Over the years, the Tsarnaev family developed an acrimonious relationship with the US government. By 2012, Zubeidat had been arrested twice for shoplifting, and buy July both Anzor and Zubeidat had permanently immigrated back to Dagestan (where they remain.) By 2013, Tamerlan, Katherine Russell (Tamerlan’s wife), and both of Jahar’s sisters had been arrested on various charges (some of which are still pending.)
According to this government report, in 2011, Russia notified the US government regarding Tamerlan’s alleged involvement with militant Islamic groups in Chechnya, but the warnings were swept under the rug. Defense motions state that Tamerlan may have been an FBI informant who was expected to inform on Chechyn and Muslim communities, an allegation prosecutors say they have no evidence to support.

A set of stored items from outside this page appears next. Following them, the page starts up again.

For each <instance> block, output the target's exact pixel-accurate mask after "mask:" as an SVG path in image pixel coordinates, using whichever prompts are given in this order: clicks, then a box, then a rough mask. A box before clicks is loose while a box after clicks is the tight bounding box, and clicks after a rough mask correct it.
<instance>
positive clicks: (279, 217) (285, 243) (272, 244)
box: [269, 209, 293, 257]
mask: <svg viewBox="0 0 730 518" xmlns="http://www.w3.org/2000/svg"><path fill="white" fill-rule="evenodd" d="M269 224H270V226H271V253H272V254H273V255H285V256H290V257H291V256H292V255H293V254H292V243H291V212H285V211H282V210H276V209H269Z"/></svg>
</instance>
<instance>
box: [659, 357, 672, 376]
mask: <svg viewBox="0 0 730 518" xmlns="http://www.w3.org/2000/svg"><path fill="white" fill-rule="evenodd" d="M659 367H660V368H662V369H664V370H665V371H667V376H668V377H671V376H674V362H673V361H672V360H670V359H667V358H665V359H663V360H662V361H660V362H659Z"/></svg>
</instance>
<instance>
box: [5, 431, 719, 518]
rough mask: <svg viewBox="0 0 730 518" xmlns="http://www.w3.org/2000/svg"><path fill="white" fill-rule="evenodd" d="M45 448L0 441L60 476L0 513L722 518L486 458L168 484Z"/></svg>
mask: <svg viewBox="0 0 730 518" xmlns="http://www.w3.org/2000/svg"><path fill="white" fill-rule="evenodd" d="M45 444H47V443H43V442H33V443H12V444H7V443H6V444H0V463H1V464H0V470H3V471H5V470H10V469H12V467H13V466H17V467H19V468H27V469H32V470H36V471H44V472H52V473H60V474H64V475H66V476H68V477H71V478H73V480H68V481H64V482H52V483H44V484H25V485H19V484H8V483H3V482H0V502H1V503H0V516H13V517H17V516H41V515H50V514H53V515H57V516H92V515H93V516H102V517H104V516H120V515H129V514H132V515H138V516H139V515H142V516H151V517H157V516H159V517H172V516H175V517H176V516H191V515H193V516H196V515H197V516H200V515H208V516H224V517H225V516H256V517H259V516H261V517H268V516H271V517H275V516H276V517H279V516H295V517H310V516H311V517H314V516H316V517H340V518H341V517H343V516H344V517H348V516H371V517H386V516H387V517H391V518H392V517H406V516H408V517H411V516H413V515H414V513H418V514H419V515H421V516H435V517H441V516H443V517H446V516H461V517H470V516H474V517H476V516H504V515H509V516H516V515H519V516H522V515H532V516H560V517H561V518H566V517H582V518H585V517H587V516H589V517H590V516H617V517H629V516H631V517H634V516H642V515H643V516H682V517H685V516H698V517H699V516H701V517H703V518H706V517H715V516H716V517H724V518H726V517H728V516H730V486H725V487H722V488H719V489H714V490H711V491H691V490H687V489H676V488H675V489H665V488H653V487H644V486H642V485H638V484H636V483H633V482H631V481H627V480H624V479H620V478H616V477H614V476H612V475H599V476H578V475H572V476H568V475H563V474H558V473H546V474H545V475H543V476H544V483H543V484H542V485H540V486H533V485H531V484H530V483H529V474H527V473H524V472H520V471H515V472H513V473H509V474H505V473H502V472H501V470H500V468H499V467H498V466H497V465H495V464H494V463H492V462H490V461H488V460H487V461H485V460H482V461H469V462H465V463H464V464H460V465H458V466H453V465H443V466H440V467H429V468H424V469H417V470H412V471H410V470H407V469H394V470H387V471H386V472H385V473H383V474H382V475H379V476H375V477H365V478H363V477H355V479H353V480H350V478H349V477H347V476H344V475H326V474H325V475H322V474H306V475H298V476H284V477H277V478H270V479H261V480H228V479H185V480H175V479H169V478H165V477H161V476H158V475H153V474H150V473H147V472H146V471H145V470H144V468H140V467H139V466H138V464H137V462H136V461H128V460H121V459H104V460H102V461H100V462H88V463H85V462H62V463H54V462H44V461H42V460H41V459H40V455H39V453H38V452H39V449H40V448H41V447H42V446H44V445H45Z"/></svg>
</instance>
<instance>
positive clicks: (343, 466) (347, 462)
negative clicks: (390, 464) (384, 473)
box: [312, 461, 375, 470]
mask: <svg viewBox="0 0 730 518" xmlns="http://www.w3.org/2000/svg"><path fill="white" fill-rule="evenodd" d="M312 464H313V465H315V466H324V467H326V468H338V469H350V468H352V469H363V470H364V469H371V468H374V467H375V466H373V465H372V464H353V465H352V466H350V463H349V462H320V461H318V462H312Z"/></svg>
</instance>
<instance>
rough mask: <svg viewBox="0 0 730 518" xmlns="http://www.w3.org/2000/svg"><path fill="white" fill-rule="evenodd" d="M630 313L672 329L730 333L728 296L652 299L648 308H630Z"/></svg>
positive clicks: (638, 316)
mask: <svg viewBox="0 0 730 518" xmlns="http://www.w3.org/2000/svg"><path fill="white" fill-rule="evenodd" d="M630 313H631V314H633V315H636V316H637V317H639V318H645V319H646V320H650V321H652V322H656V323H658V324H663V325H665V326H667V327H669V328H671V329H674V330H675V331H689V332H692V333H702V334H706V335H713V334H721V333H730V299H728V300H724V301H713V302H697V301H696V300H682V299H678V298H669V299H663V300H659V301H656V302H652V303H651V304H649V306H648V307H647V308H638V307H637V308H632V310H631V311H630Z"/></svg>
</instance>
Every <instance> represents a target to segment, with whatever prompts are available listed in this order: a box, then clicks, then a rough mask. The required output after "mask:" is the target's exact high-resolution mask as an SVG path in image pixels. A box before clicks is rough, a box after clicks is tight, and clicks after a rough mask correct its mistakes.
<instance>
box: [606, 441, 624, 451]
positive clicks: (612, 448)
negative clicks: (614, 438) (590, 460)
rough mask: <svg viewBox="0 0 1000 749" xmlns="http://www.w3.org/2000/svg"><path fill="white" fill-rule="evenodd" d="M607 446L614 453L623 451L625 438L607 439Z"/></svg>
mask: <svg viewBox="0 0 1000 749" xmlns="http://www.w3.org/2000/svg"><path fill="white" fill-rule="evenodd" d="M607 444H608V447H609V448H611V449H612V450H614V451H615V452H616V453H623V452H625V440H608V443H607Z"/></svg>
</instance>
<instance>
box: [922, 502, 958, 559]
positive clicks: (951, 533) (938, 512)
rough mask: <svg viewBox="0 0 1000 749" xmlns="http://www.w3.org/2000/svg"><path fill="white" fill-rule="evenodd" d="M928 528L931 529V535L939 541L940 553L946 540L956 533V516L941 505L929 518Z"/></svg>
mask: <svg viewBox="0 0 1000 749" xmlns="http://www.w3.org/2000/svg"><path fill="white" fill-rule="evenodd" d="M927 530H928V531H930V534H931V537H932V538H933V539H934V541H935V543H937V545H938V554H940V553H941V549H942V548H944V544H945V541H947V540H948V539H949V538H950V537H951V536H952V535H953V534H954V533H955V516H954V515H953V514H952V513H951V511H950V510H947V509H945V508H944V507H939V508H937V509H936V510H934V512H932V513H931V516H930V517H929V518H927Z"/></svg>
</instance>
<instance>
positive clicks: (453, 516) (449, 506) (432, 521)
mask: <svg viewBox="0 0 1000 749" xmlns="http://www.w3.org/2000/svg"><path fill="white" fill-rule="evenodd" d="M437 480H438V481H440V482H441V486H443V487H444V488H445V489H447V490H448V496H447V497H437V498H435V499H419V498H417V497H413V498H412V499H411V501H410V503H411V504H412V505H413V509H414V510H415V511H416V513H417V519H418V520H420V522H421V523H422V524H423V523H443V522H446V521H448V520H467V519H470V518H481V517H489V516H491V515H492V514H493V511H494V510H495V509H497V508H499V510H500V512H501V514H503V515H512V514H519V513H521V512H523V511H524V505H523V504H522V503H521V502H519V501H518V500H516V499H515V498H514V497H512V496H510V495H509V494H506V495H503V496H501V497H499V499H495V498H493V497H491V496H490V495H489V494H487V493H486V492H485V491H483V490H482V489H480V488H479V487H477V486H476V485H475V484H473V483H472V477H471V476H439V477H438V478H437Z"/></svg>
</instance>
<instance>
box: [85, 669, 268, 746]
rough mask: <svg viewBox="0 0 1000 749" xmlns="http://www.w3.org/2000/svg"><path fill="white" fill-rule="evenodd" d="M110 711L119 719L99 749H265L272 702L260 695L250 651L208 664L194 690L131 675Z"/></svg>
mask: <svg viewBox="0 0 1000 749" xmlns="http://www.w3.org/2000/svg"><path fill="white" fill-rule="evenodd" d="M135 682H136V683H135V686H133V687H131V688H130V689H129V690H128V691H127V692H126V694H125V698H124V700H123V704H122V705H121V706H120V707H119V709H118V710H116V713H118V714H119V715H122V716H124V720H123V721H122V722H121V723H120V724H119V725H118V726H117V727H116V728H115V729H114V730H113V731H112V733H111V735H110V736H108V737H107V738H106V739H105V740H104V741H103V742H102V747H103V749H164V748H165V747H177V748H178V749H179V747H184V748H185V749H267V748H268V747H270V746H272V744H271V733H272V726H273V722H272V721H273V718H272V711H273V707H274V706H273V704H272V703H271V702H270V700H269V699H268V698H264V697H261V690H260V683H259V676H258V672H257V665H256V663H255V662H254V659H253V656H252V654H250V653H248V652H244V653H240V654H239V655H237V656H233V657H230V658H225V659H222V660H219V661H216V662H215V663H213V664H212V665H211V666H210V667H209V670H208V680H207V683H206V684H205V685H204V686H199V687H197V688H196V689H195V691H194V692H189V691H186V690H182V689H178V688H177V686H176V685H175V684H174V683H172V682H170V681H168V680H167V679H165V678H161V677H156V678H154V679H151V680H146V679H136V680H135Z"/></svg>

Congressman Bill Keating also told WGBH that Russia had brought similar concerns about Tamerlan’s friend Ibragim Todashev to the attention of US authorities before the Marathon bombings. On May 22, 2013, Todashev was shot and killed by an FBI agent in his own home during a “voluntary” interrogation with authorities. A report released by the Florida State’s Attorney clearing the FBI of any wrongdoing states that the FBI first met with Todashev on June 28, 2012, around the same time Zubeidat was arrested for shoplifting. The FBI has not said what that interview with Todashev was about, and there is no evidence that it was connected to any members of the Tsarnaev family.
Last week, Todashev’s family filed a lawsuit in Federal court again the US government seeking $30 million in damages for his wrongful death at the hands of the FBI. A member of Todashev’s family is expected to testify at Jahar’s trial, but the purpose of that testimony has not yet been given.
Although Jahar may have had plenty of axes to grind with the US government, CBS News reported that he took the oath to become an American citizen on Sept. 11, 2012. Seven months later, Jahar was identified as the suspect in the Marathon Bombings.
Perhaps we will never really know why Jahar and his brothers committed such atrocities. Legal experts speculate that Jahar’s attorneys admitted culpability for his part in the conspiracy to gain credibility in the eyes of the jury during the death penalty phase of the trial (if he is found guilty.) His defense team has rarely cross-examined witnesses. Judge George O’Toole has said that he “doesn’t want to hear one word about Iraq or Afghanistan” during the guilt phase of the trial, and frequently shut down all lines of questioning regarding Jahar’s family’s culture, heritage and beliefs.
Nonetheless, I hope eventually the trial will shed more light on Tsarnaev’s motives so that the public has assurance of not only its’ own safety, but the integrity of the system that’s supposed to protect us.